Ian Brown & David Greig: Scotland on an International Stage


Edinburgh Book Festival

David Greig

There are more events than ever in this year's Edinburgh festivals that discuss Scottishness and Scottish culture—or maybe it is just that, as playwright David Greig said in this event at the Edinburgh International Book Festival, that everything in the year of the Referendum will be seen through that lens, such as the James Plays in the International Festival.

Greig has been very vocal about campaigning for Scottish independence before next month's vote, from his social media platforms to a series of events at the Stand in the Square under the title All Back to Bowie's.

Chaired by Ruth Wishart, Greig and Scottish playwright, poet and academic Ian Brown spoke about how Scottishness is reflected in literature, largely through theatre and poetry.

Brown, from his in-depth knowledge of Scottish cultural history, argues in his book Scottish Theatre: Diversity, Language, Continuity that there are three misconceptions about Scottish theatre: that it was suppressed after the Reformation, that there isn't a Scottish canon and that there was an obsession with looking south to playhouse culture in the English language.

He said that whereas Scottish playwrights such as J M Barrie and Graham Moffat were focussing on getting into the West End, there was later a move into translating classics into Scots in the 1970s and 1980s. However work in Scotland between A Satire of the Three Estates in the mid-sixteenth century and 1985 is, he said, often forgotten.

Greig—who was at the Book Festival promoting a book on Suspect Culture, the theatre company he created with Graham Eatough in 1993—said that when he began writing in 1992, there was a debate over whether to write in Scots. His early play Europe, produced by the Traverse Theatre in 1995, was a story about Motherwell but written as though it was a translation of a play from Europe.
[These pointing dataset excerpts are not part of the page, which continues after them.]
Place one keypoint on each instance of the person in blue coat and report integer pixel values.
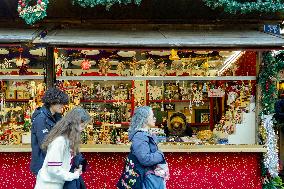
(144, 148)
(43, 120)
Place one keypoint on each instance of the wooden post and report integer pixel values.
(258, 95)
(50, 67)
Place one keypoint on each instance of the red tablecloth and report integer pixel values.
(188, 170)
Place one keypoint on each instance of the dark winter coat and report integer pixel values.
(42, 122)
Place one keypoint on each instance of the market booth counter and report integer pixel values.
(191, 166)
(204, 102)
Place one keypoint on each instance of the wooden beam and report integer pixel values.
(50, 67)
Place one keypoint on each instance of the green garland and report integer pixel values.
(268, 79)
(106, 3)
(236, 7)
(32, 14)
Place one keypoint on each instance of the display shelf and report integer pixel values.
(21, 77)
(18, 123)
(157, 78)
(172, 101)
(105, 101)
(166, 147)
(17, 100)
(122, 123)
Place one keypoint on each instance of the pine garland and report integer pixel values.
(32, 14)
(236, 7)
(106, 3)
(271, 65)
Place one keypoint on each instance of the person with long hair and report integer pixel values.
(149, 162)
(61, 144)
(43, 120)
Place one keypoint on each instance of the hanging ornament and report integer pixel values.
(6, 64)
(104, 66)
(23, 70)
(148, 67)
(133, 66)
(162, 68)
(86, 65)
(32, 14)
(120, 68)
(174, 55)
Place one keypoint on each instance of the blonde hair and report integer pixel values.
(68, 127)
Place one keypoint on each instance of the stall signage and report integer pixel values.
(216, 93)
(274, 29)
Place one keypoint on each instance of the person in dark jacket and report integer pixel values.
(144, 148)
(43, 120)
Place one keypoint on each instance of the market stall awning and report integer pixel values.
(162, 38)
(13, 35)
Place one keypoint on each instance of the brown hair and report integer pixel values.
(68, 127)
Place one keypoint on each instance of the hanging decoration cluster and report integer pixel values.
(106, 3)
(238, 7)
(32, 14)
(271, 65)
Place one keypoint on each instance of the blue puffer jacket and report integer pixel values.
(42, 123)
(144, 147)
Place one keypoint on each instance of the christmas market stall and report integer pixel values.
(202, 86)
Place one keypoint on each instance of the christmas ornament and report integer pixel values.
(104, 66)
(32, 14)
(6, 64)
(134, 66)
(174, 55)
(162, 68)
(148, 67)
(155, 92)
(120, 68)
(86, 65)
(271, 157)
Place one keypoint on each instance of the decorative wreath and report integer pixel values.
(32, 14)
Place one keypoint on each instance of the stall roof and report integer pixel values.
(162, 38)
(13, 35)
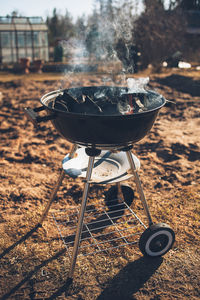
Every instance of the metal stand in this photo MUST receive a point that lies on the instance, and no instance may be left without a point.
(56, 188)
(93, 229)
(139, 186)
(82, 210)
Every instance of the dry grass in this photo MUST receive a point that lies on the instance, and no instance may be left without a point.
(34, 262)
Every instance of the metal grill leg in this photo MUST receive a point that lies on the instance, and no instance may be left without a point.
(81, 216)
(139, 186)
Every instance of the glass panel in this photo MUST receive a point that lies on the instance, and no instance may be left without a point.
(20, 20)
(29, 52)
(5, 40)
(28, 39)
(44, 38)
(14, 52)
(13, 39)
(36, 53)
(21, 39)
(5, 20)
(21, 53)
(6, 55)
(36, 20)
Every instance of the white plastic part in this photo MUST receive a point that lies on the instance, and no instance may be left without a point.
(108, 167)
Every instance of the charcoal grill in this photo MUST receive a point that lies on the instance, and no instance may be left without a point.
(102, 154)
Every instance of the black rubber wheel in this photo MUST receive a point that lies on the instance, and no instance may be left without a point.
(156, 240)
(111, 196)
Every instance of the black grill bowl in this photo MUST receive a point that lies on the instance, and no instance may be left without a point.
(100, 131)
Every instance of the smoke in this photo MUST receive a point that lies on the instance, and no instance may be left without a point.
(106, 46)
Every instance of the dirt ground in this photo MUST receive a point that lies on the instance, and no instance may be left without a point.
(34, 262)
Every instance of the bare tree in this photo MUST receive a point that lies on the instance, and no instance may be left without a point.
(159, 32)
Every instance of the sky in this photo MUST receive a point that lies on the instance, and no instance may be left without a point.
(44, 8)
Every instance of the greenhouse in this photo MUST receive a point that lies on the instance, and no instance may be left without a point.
(23, 37)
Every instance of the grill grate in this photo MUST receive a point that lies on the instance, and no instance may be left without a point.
(103, 229)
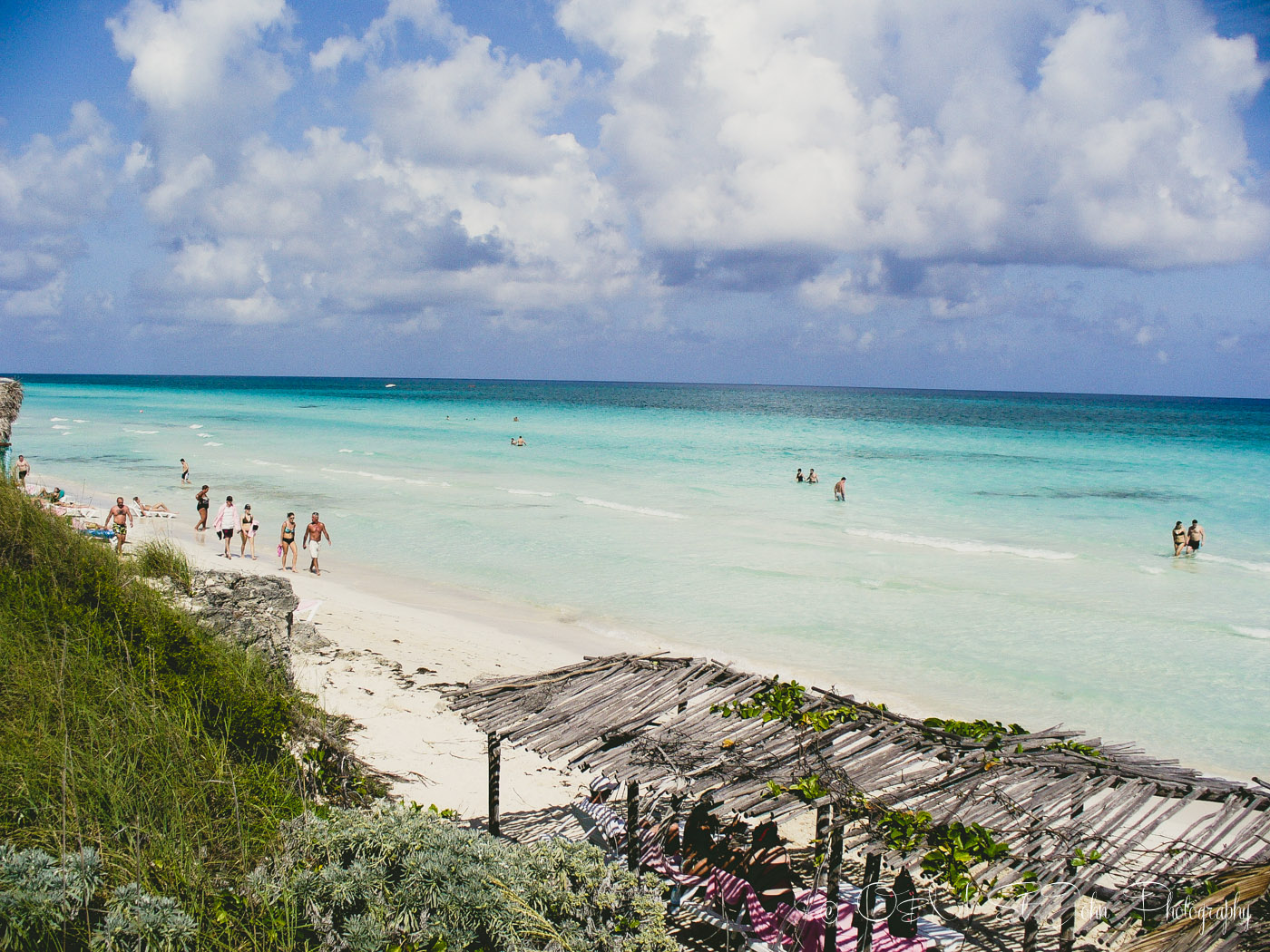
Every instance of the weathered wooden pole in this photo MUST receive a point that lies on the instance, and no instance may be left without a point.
(867, 897)
(632, 838)
(1067, 924)
(493, 745)
(834, 886)
(1031, 930)
(822, 831)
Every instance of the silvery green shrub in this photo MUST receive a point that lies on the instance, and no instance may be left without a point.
(44, 901)
(137, 922)
(406, 878)
(40, 895)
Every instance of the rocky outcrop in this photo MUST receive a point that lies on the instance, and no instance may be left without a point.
(253, 611)
(10, 402)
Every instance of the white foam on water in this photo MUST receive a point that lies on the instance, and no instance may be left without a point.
(380, 476)
(624, 508)
(967, 546)
(1237, 562)
(1250, 632)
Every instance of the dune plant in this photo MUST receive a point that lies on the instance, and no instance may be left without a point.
(161, 559)
(409, 879)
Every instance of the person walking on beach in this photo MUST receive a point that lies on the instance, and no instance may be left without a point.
(248, 532)
(203, 505)
(288, 542)
(225, 523)
(1194, 536)
(118, 522)
(314, 532)
(1178, 539)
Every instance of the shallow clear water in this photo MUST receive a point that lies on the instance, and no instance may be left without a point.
(999, 555)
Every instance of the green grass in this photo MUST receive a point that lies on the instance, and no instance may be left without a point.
(126, 726)
(161, 559)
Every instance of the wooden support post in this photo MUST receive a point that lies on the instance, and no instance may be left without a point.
(632, 838)
(832, 888)
(493, 744)
(1031, 930)
(867, 900)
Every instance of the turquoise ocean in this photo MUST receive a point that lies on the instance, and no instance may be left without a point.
(1000, 555)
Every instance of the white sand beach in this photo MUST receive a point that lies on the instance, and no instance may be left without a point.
(389, 657)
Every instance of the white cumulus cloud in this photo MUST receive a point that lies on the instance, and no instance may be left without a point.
(959, 131)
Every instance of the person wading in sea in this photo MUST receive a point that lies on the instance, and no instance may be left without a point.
(1194, 537)
(1178, 539)
(314, 532)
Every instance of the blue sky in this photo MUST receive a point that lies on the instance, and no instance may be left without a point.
(978, 193)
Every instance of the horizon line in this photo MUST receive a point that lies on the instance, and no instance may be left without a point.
(643, 383)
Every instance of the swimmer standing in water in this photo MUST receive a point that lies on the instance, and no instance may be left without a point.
(1178, 539)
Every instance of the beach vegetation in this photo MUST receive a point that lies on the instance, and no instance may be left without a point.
(405, 878)
(131, 733)
(948, 852)
(161, 789)
(161, 559)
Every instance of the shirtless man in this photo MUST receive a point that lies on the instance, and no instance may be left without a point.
(203, 505)
(314, 532)
(156, 508)
(1194, 536)
(118, 522)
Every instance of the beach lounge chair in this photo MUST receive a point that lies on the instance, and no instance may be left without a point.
(930, 933)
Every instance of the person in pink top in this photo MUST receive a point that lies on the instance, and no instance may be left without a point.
(225, 523)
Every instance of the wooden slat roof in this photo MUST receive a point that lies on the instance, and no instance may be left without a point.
(620, 716)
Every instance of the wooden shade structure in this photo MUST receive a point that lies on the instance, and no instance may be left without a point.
(1153, 824)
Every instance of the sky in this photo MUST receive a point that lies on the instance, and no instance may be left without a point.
(981, 194)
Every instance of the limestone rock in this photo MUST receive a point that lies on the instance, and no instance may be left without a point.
(253, 611)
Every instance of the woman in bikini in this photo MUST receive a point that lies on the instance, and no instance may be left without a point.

Greig said that Suspect Culture was born in Bristol, where he went to university, but they decided to base themselves in Glasgow as they believed that Mayfest would soon be bigger than the Edinburgh Fringe (the last Mayfest was in 1997).

The two writers spoke of the effect of National Theatre of Scotland on Scottish theatre. Greig said that when he began writing the Traverse was a paternal figure and the only place Scottish writers could get a play on. Now, NTS has "taken the role of the big beast", which has taken the pressure off other theatres. However it has also allowed funding bodies to reject some applications from smaller theatres as NTS is already covering the same areas.

Ian Brown's Scottish Theatre: Diversity, Language, Continuity is published by Rodopi. The Suspect Culture Book is published by Oberon Books.